Specimens of P. dracunculus were collected in a recently opened hand-dug well intended for domestic use. According to owners, the well was excavated sometime in September 2005, and fish began to appear approximately ten days later, accidentally trapped in buckets used to extract water. The well is one meter in diameter and approximately five meters in depth. Water fills it up to 2.5 m in the rainy season, but drops to ca. 1 m in the drought (fig 4a). The walls of the well have soft stones and gravel that release a red stain (fig. 4b). They are probably loose conglomerates of the canga type described by Muriel-Cunha & de Pinna (2005), which are composed of ferruginous lateritic rocks widespread in the Amazon region ( Costa, 1991). The well water is clear but turns milky when disturbed, which is an indication that the bottom probably has a fine white clay locally known as “tabatinga”. Locals reported that similar fish had been seen sporadically in other wells in the region for the past five years.

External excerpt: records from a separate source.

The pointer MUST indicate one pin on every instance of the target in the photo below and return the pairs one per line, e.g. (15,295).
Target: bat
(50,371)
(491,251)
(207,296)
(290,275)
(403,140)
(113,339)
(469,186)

Two specimens were kept live in aquaria, furnished with rocks from the well and without artificial aeration. One specimen was preserved after one month in captivity and the second was kept alive for approximately three months. Fish stayed in apparent good health the entire period in captivity and showed a general behavior similar to that of P. cisternarum as described by Muriel-Cunha & de Pinna (2005). Compared to its sister species, however, P. dracunculus specimens seemed more active overall, and spent more time exploring the bottom and middle portions of the water column. The food items in captivity were live earthworms ( Fig. 3a View FIGURE 3 ), dried blood-worms and fresh dead adult Artemia . As with P. cisternarum , stress conditions temporarily induced a vertical body position in specimens of P. dracunculus ( Fig. 3b View FIGURE 3 ).